8 Comments
Dec 2, 2023Liked by Ben Recht

Hi Ben, I've enjoyed your blog posts a lot! As you said, these last few blog posts have been controversial indeed, but I believe the RL (and especially game-theoretic RL) community benefits greatly from these. You provide a healthy dose of skepticism and reflection; we should never stop asking whether the work we are doing can truly make an impact. As someone from this community (though obviously I don't speak for anyone else), I wanted to offer some responses as well, and ask your opinions on them. Perhaps at this point I should probably just write a separate article myself given the length but here we are.

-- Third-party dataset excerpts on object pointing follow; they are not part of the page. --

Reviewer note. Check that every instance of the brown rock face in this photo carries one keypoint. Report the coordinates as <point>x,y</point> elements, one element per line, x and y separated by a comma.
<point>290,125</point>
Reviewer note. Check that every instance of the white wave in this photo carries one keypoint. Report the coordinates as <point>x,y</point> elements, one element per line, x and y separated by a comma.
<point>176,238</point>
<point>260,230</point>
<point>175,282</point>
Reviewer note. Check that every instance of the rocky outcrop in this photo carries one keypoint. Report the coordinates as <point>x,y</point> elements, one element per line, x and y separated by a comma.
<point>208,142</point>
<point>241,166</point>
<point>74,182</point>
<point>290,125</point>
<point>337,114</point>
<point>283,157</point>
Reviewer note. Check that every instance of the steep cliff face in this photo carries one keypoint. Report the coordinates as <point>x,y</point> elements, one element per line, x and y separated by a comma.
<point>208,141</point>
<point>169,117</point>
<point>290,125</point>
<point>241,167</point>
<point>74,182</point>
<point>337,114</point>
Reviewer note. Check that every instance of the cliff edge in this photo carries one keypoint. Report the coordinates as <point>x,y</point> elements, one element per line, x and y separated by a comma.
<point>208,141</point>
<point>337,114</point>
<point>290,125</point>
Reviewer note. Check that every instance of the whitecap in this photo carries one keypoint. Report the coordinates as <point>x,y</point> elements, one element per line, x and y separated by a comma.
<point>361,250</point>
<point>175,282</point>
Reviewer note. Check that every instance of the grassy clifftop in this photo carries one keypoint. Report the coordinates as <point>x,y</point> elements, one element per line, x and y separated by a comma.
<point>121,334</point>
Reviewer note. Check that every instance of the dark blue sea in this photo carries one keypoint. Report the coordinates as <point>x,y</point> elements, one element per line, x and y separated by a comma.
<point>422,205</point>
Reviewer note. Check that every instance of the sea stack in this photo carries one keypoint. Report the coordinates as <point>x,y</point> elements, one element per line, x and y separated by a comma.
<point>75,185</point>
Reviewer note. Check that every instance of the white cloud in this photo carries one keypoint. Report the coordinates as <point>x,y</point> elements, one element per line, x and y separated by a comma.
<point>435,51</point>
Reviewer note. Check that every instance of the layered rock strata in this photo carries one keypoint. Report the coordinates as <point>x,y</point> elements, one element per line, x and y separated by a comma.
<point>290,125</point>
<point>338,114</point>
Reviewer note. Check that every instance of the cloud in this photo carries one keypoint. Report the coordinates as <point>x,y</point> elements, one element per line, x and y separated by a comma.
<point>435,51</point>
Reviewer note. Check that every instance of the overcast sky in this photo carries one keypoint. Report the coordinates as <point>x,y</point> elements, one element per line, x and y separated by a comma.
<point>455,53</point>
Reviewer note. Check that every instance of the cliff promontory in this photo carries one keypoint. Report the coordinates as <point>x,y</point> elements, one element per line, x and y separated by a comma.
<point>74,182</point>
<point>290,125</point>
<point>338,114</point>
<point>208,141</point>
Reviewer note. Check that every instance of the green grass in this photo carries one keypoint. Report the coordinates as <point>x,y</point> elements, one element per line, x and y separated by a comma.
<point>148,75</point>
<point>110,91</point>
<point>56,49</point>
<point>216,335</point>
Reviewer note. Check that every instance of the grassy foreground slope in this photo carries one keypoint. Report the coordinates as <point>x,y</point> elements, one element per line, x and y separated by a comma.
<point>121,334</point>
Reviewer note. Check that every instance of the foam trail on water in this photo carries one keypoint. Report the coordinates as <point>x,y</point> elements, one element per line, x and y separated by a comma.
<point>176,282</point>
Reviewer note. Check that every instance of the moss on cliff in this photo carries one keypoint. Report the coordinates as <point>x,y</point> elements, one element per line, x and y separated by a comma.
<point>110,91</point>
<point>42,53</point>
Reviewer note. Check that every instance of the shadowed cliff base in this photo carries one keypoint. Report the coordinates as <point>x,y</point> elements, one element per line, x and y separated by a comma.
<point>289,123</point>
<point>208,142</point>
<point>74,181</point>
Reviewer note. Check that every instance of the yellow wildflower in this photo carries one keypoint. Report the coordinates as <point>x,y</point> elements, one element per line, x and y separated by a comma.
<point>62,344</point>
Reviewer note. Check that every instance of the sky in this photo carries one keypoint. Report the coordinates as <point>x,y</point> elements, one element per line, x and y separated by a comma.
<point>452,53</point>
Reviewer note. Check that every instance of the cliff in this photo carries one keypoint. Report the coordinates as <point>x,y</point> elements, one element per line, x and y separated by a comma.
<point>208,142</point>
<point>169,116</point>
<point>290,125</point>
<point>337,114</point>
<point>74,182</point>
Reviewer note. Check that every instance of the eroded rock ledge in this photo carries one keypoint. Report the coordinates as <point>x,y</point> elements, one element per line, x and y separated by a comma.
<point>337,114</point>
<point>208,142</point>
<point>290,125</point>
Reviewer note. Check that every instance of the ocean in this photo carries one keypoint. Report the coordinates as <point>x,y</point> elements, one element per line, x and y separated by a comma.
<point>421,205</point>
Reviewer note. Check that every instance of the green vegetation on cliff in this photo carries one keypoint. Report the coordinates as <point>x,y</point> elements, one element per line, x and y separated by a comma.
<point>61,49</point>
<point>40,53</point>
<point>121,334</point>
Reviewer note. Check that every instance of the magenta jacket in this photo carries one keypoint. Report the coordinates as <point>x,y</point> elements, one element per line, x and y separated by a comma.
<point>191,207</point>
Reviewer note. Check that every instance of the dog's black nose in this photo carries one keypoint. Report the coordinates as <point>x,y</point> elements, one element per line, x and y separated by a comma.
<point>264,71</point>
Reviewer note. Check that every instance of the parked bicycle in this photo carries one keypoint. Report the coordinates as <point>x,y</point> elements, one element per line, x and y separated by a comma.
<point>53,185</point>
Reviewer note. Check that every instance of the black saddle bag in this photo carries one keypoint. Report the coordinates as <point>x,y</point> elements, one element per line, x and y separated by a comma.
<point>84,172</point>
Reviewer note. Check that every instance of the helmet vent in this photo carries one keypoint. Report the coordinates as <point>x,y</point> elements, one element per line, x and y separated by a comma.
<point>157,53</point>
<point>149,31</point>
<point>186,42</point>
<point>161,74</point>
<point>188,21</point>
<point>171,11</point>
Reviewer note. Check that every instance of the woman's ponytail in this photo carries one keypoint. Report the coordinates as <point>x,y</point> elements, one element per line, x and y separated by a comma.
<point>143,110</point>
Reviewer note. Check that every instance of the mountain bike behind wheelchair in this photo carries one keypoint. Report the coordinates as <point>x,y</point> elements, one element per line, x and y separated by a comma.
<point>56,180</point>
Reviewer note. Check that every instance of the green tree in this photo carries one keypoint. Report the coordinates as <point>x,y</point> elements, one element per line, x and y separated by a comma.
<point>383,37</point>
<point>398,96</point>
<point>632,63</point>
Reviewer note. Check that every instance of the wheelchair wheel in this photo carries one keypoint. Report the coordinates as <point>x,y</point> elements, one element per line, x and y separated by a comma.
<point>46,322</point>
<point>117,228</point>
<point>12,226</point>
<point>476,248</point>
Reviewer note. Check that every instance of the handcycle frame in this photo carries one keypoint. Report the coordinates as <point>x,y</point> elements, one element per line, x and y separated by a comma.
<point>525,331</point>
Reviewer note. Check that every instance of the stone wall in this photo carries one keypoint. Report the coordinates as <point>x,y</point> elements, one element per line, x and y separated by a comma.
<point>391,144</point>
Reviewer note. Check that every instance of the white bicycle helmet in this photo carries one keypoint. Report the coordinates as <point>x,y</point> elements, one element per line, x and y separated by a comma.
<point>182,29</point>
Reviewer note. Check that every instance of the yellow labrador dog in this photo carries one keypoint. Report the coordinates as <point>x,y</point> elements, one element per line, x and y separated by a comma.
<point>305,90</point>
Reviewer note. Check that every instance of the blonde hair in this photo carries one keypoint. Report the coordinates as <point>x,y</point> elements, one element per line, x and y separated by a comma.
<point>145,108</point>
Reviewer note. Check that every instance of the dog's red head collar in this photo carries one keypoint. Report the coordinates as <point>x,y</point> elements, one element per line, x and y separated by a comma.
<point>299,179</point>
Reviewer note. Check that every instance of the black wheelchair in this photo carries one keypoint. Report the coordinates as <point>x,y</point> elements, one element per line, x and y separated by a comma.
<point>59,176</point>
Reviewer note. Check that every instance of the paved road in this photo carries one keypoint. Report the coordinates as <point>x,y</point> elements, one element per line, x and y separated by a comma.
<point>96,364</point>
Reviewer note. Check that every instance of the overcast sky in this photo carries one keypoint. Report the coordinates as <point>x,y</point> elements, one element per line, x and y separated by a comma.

The summary is that I believe we can learn much more from games and game theory, but the existing work is in an exceedingly narrow subset of settings (finding Nash equilibria in 2-player zero-sum games) and the community has overemphasized this existing narrow work because it's been hard. Recently, attention has turned more towards 3-player+, general-sum settings that are not purely competitive, which does require understanding and responding to non-rational agents in a manner that's applicable to complex, messy, poorly defined real life situations, in a way that existing narrow game-theoretic RL work is not. We’ve made promising initial progress here and I argue this could be the very key to addressing previous deficiencies in the applicability of game theory.

=================

You argue that computer gameplay has yielded little insight for building superintelligence or more broadly applicable systems, and thus the main interesting aspect is what computers taught us about individual games. I'd dispute this point. We crawl before we can walk and run, and despite huge advances in game-theoretic RL, we are yet only recently beginning to walk instead of crawl. Your critiques on the gap between existing utility versus claimed benefits of classical game theory, RL, and together, game-theoretic RL, are legitimate. The research community and the media have greatly overstated how broadly useful these approaches are. We're claiming to be Olympic sprinters when we've just gotten to our feet. We can't outrun a toddler, not to mention Usain Bolt.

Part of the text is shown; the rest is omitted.